Amidst rolling, rollicking verdant hills and valleys, the Bangalore South constituency is still home to 28 lakes and tanks, at least on paper. But if one is actually looking for their health status, it has to be seen through the microcosm of rapid urbanisation and development in this constituency, in the past decade when it was purely a rural belt. Except for three to five lakes, today, the rest are in a state of acute thrombosis; encroached, dumped and swallowed by residents, realtors and builders. With BBMP taking up Dorekere, Uttarahalli and Maghe Lake for development, the rest it seems, will have to wait for their turn.
City Express takes a look at one of the lakes, the Uttarahalli Kere, which is considered very important and relevant for the preservation of water bodies, and is therefore undergoing major revival efforts by the BBMP, United Ways of Bengaluru, volunteers and donors.
Suresh Nair, United Ways of Bengaluru, says, "Unfortunately, in the case of Uttarahalli Lake, we have not been successful in putting together a strong community, and as a consequence, the progress has been much slower than at other lakes. Despite this, there has been some success such as fencing of the lake and building and commissioning of a sewage treatment plant, although the plant has not been working fully."

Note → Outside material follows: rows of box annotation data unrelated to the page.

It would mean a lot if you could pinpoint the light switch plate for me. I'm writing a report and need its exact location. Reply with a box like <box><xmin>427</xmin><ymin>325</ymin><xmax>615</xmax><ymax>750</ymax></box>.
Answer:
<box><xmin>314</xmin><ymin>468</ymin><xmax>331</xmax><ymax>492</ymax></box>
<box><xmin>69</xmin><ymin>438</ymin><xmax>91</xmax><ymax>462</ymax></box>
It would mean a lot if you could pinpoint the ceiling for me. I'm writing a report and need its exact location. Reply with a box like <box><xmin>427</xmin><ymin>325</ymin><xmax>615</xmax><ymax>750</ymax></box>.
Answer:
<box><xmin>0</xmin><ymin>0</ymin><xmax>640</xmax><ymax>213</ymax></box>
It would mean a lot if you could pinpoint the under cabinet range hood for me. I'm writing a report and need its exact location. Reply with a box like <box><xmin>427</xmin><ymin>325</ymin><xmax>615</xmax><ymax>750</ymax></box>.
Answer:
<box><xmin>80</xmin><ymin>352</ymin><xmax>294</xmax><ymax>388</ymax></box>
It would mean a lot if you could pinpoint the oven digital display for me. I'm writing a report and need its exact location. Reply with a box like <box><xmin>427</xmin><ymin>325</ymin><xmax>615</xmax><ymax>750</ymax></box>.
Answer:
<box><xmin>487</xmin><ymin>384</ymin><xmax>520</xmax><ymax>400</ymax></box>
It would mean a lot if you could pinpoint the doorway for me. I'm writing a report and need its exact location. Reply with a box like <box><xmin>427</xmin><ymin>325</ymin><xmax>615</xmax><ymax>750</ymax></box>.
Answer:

On the other hand, BBMP claims that most of the works have been completed and the results of the revival efforts would be visible in the next monsoon.
As one enters Uttarahalli Circle and takes a sharp right turn towards the road going to Kengeri, a huge 'water body' emerges, surrounded by stationary lorries and private buses. At first glance it looks like a place full of weeds and sewage. The 12-acre lake, now under BBMP's management, is still full of the dreaded hyacinth plant and other weeds with not even a semblance of being a water body to onlookers.
An old time resident, Seetaram says, "More than a decade back, we used to see a lot of fishing and boating activities here. The water was so clean that fishes thrived in this lake. It was a hub for pelicans, cranes, ibis, kingfishers, etc. with two islands in the midst of the lake. But with construction of huge apartment blocks not only in the front but also around its periphery, sewage and waste dumping started and ultimately, the lake dried up."
But has the ground reality changed for the better after the revival project began two years back? According to local residents, the fencing and the construction of a walker's pathway had indeed helped to protect the lake from further deterioration. "Now we have got a green space for relaxation and recreation. But the stench of the sewage from the lake is unbearable while the lake periphery has become a parking zone," added Ramya Bhat, an HR professional.
It has been two years since the project started and with 90 per cent of the works completed till date, the residents of Uttarahalli area will have to wait one more year to see the lake filled up with rainwater. "Two years back, we saw complete desiltation, construction of embankments, walker's pathway and planting of saplings. But only this year, the BBMP has been serious enough to divert the sewage water but more needs to be done. And only next year, we will know whether these efforts will be enough to bring back water to this weed filled lake," stressed Narayan Murthy.